The famous snow-covered peak of Kilimanjaro towers an impressive 5,895 metres (19,336 feet) above the African plains below. It is situated within the Kilimanjaro National Park, a UNESCO World Heritage Site, and is about a 130 km drive from Arusha.
The slopes are covered with a variety of vegetation, starting with dense tropical forests at the base, which are inhabited by elephant, leopard, buffalo, the endangered Abbot’s duiker, and other small antelope and primates.
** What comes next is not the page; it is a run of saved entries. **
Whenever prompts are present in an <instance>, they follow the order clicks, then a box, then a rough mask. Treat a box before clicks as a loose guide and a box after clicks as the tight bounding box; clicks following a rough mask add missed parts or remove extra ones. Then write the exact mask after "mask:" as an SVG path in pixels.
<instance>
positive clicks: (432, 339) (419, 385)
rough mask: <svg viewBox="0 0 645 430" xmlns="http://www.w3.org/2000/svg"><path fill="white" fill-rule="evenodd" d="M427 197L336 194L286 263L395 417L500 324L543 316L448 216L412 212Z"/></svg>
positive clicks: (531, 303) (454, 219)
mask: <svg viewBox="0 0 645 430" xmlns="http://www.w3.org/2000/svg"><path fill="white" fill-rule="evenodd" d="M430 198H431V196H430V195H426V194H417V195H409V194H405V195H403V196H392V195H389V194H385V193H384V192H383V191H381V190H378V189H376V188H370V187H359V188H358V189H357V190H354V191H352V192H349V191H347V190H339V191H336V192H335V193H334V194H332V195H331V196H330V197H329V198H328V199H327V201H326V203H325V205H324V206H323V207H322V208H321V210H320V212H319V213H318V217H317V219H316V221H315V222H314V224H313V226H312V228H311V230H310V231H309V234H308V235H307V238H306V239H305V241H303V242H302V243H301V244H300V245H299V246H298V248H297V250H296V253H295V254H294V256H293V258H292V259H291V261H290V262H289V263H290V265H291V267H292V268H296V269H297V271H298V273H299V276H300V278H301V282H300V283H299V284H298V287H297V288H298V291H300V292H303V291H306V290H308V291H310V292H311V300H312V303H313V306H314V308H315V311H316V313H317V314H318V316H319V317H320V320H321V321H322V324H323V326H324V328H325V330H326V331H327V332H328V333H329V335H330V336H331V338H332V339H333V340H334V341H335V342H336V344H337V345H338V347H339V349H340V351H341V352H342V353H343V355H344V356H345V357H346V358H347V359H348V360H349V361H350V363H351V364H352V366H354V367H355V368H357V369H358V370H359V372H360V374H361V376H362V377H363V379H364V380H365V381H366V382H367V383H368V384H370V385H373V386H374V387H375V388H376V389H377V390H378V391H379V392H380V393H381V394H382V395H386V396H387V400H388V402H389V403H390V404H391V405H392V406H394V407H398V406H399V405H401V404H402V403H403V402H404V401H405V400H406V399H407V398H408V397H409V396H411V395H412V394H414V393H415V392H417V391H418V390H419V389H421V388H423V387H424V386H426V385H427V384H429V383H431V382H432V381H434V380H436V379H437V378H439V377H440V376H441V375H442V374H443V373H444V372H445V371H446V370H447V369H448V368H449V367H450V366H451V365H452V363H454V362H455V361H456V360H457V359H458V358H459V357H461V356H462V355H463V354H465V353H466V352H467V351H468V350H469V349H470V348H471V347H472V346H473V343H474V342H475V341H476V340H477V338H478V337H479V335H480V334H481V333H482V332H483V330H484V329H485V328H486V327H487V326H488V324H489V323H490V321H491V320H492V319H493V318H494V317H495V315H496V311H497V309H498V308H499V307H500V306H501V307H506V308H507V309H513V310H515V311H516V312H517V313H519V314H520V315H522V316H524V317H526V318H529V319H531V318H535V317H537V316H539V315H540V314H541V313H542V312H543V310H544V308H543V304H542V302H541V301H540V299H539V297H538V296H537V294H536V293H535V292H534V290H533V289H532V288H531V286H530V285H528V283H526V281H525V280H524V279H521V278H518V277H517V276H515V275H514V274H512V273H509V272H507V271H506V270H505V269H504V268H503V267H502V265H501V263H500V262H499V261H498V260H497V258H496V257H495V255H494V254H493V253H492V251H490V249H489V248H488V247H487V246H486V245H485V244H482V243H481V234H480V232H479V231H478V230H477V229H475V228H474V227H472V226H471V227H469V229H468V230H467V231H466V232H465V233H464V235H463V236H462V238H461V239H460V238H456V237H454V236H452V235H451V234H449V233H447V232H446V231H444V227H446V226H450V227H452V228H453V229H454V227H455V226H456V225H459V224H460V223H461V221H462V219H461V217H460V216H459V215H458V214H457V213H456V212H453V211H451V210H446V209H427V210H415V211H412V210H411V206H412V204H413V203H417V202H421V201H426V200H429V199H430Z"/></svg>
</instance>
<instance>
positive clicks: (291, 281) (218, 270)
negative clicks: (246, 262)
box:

Further up, the vegetation changes to moorland, covered with heathers. When you reach 4,000 metres, the alpine desert landscape begins, and extreme temperature fluctuations means that very little in terms of plant and wildlife can survive here, with the exception of a few hardy mosses and lichens.
And finally, the desert turns into a winter scene of snow and ice - and before you know it, you are at the summit, looking out over the world.
Climbing the Mountain
Since the summit of Kilimanjaro was first reached by the German geographer Hans Meyer and Austrian mountain climber Ludwig Purtscheller on 5th October 1889, literally thousands of people have succeeded in, or have attempted. the very same feat. It is estimated that today, a staggering 25,000 people a year set off on the journey.
There are 5 main routes up to the summit: Marangu, Machame, Rongai, Lemosho and Umbwe. You can pick the route that you think is best suited to you, and also the one that will give you exactly what you personally want to get out of your trek. Your accommodation will be tents, which are carried up by porters, but if you don't fancy sleeping under canvas, then you should definitely choose the Marangu Route, as this is the only route where you sleep in dormitory style huts.
All climbs have to be pre-booked, so you cannot just turn up on a whim and hope to start your climb that day or the next.
There are many excellent operators that you can pre-book with, who offer either pre-arranged treks on given dates with groups up to about 8-12 people (for safety reasons), or you can arrange a private trek with your own guide (minimum 2 people).
Obviously, it goes without saying that a reasonable level of fitness is required to climb Kilimanjaro, and most operators request that you consult your doctor to be given the 'all-clear' to climb prior to booking your trip.
The best months to climb Kilimanjaro are from January to mid-March and June to October, as these are the dry seasons.